Sometimes you do a broadcast and want to get exactly one answer
back. The standard example is retrieval of replicated data. In
this case it is OK to wait only for one answer since the other
ones are redundant. ISIS currently still broadcasts to all
members of the group.

My question is: would it be possible to have a tool which, given
a PG address, would try getting the answer from each process in
turn, only attempting to broadcast to the next one after the
current one hasn't answered?

The delay caused by the use of such a tool in the general case
where no failures occur should be the same as that of
broadcasting to the entire group, since we'd be waiting for the
first answer anyway. There are probably a lot of tricky issues
wrt maintaining causality, e.g. those processes that did not
receive the broadcast must still behave as if they are in the
causal path of the broadcast.

--JYL

ken@gvax.cs.cornell.edu (Ken Birman) (01/30/91)

In article <6934@exodus.Eng.Sun.COM> jyl@noam.Eng.Sun.COM (Jacob Levy) writes:
>Sometimes you do a broadcast and want to get exactly one answer
>back. The standard example is retrieval of replicated data. In
>this case it is OK to wait only for one answer since the other
>ones are redundant. ISIS currently still broadcasts to all
>members of the group.
>
>My question is: would it be possible to have a tool which, given
>a PG address, would try getting the answer from each process in
>turn, only attempting to broadcast to the next one after the
>current one hasn't answered?
>
>The delay caused by the use of such a tool in the general case
>where no failures occur should be the same as that of
>broadcasting to the entire group, since we'd be waiting for the
>first answer anyway.
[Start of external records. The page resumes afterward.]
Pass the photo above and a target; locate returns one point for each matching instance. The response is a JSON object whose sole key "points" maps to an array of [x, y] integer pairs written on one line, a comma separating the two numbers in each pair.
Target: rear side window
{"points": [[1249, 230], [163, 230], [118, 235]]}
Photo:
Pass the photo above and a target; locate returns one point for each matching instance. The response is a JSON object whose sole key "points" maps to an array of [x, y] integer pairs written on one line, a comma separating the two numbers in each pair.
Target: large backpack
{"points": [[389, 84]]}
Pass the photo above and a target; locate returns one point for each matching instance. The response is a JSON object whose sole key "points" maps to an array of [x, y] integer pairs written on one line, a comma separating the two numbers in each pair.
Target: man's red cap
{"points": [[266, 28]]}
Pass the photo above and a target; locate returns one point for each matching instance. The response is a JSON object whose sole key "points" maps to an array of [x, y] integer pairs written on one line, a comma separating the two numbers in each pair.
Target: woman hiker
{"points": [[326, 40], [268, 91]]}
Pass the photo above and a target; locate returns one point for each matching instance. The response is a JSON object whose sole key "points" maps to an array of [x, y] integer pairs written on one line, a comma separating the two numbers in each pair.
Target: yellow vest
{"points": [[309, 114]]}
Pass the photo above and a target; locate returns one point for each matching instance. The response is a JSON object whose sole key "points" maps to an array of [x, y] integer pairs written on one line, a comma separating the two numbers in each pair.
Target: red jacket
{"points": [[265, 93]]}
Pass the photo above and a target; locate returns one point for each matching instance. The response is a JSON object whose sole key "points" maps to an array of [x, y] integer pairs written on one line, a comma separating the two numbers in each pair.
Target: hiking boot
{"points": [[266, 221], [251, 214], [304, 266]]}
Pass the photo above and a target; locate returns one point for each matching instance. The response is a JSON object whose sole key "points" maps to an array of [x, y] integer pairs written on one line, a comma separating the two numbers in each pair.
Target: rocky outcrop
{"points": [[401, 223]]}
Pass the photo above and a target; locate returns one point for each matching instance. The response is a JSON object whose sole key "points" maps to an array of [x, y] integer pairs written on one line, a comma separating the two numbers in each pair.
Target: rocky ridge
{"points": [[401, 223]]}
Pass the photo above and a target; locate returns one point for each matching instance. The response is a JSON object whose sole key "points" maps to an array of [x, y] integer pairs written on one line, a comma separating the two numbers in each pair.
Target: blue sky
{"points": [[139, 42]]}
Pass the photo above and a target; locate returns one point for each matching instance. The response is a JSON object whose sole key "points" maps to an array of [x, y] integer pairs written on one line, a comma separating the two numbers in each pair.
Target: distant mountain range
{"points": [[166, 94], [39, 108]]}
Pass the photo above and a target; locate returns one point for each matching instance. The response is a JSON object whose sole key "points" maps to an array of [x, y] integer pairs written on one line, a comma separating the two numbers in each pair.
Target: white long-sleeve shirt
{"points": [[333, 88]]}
There are probably a lot of tricky issues
>wrt maintaining causality, e.g. those processes that did not
>receive the broadcast must still behave as if they are in the
>causal path of the broadcast.
>
>--JYL

This is a good suggestion and in fact we have been planning to add an
ISIS interface for this purpose.  It would be presented as a "repeated
RPC".  In fact, ISIS has something along these lines now -- in the remote
exec tool.  We just need to break it out and clean up the interface to it.

Since V3.0 is frozen now (in fact, the IDS product announcement is in the
mail now), this will go into the new ISIS design.  However, such a tool
is really easy to code.  It would look something like this:

	while(ntries-- && (gv = pg_getview(gaddr)))
	{
	        who = &gv->gv_members[my_process_id%gv->gv_nmemb];
	        switch(cbcast(who, entry, "...", 1, "..."))
	        {
	          case -1:
		    return(-1);
	          case 1:
		    return(1);
	        }
	}
	return(-1);

More generally, your point is right on the mark.  I generally recommend
that people not use multicasts to large groups (always use the smallest
group that you can) and that you not multicast messages that don't change
the state of the group, i.e. by causing an update to occur.  A second
recommendation is that if you do issue a multicast to initiate an update,
asking for one reply, don't use the coordinator-cohort tool unless the
computation is a long one (i.e. a few seconds).  For a short computation,
you are better off having all members send replies even though only one was
needed.  The extra replies won't cost anything because ISIS had to send
transport-level acknowledgements anyhow (!)  They will just get thrown 
away silently on arrival.  In comparison, a coordinator-cohort scheme would
involve about twice as many packets on the wire, because the caller did a
multicast and the coordinator replies with a multicast.

We probably need to write a paper on "rules of thumb for group programming".
One more topic on the list of things to do...

Ken